Жюстиньен опустил бинокль и прикрыл глаза. Сначала он хотел рассмеяться — лучший способ самозащиты. «Хорошенькая войнушка из “Истории Франции” в картинках… Что же с нами сделали, черт побери, с тех пор, как мы выросли из коротких штанишек!» Но лгать себе он не умел, и смех показался фальшивым, ничтожным, его охватил мрачный страх перед одиночеством. Все потускнело, показалось бессмысленным — эта расцвеченная красками, полная трепета и суеты жизнь, с очередями хозяек перед лавками, парочки, мальчишки, желтые, чернокожие, легавые, шлюхи, деляги, мерзавцы — ах, сколько мерзавцев, да и я сам тоже хорош…

Он с усмешкой открыл глаза, увидел серовато-рыжий скалистый холм, на котором точно ковчег высился собор Нотр-Дам-де-ла-Гард, чья колокольня походила на поднятую руку. Притворство, мелочная торговля амулетами! Против пикирующих бомбардировщиков амулеты не слишком помогут! Не во что верить, и уже давно. «Я больше не могу быть один, надо на этой неделе подцепить какую-нибудь норовистую девчонку… Только это развеет скуку». Будем ходить в кино, устраивать друг другу сцены, она окажется наивной глупышкой, дурочкой из переулочка — вот это и есть совместная жизнь. Если бы он сказал такое Анжеле или Хильде, ясные черные глаза омрачились бы осуждением, словно сказали бы: «Как вы грязны», — а холодные серые глаза стали бы непроницаемы. Анжела, Хильда — их он сторонился. Что они могли понять в человеке, который пропитался грязью сточных канав Парижа, который познал всю скотскую сущность двуногих, который знал, что не во что верить и ничего не поделать? «Невинность, — сказал он им как-то, — нечасто я с ней сталкивался с тех пор, как мне стукнуло восемь… А до восьми лет мы не невинны, мы просто сопляки… Это сомнительный товар, которым шлюхи торгуют на рынке. Такая тонкая штука, которую потерять легче, чем гнилой зуб. Тогда мы видим жизнь такой, как она есть, и угораем со смеху потихоньку».

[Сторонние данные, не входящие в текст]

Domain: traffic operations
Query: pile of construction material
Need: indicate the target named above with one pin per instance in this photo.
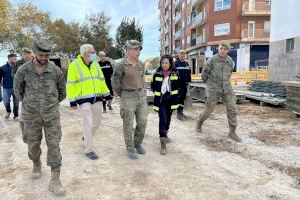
(293, 95)
(275, 88)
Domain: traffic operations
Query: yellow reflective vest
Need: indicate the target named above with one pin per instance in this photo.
(85, 84)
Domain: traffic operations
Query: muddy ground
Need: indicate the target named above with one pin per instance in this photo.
(266, 165)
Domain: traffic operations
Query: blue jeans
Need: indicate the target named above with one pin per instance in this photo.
(7, 94)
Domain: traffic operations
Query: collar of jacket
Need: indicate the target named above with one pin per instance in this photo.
(223, 59)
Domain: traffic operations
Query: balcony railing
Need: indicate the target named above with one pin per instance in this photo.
(198, 20)
(177, 17)
(258, 8)
(256, 35)
(197, 41)
(177, 34)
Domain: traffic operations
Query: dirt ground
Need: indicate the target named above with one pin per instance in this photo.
(266, 165)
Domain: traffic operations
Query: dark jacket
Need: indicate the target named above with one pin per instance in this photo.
(5, 74)
(184, 72)
(107, 70)
(156, 84)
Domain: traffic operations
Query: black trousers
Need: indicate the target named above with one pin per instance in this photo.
(165, 114)
(182, 97)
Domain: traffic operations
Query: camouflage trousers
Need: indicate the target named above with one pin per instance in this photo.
(228, 99)
(134, 106)
(33, 134)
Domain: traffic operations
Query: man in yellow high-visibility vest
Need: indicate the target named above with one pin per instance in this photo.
(86, 87)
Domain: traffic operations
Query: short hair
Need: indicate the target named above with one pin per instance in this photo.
(11, 55)
(84, 48)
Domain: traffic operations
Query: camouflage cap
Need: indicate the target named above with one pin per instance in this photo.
(133, 44)
(27, 50)
(41, 47)
(226, 44)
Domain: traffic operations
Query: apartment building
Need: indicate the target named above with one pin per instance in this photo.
(285, 41)
(197, 26)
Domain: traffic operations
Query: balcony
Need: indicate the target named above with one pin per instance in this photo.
(257, 9)
(198, 41)
(197, 2)
(177, 17)
(199, 20)
(258, 35)
(177, 49)
(177, 34)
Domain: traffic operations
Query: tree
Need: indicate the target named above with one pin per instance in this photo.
(65, 37)
(26, 23)
(154, 63)
(5, 8)
(95, 31)
(128, 30)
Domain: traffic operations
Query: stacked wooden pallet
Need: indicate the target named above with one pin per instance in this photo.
(272, 87)
(293, 95)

Взволнованный своими горькими мыслями, он посмотрел на людей, которые прошли под окном: пожилой мужчина в шубе, седобородый, этакий патриций, знававший лучшие времена, под руку с дамой моложе годами, державшейся прямо и отстраненно, — итальянские политические беженцы, друзья доктора Ардатова. Воображают, будто знают, как устроен мир, но не могут уразуметь, что на жалком вращающемся шарике нет для них места. Думайте, анализируйте на протяжении полувека — чтобы девятнадцатилетний пилот бомбардировщика разрешил весь вопрос за сорок секунд! Прошли два стройных негра с густыми шапками курчавых волос, у одного в руках гитара, перевязанная зеленой лентой, сенегальцы или ниамейцы, охотники посмеяться и стянуть, что плохо лежит, но сейчас серьезные, как архиепископы. Бонвиваны, наслаждающиеся жизнью в нищете, как наслаждались бы спелым арбузом, но, когда одного из таких находят с головой, пробитой бутылкой, этому не придают никакого значения, лишь «Пти Марсейе»[193] напечатает о происшествии три строчки. Один черномазый замочил другого — никому от этого ни жарко, ни холодно, жизнь, даже тех, кому она дорога, стоит недорого. Неожиданно показалась стайка мальчишек, тот, что бежал впереди, прижимал к груди испуганную кошку.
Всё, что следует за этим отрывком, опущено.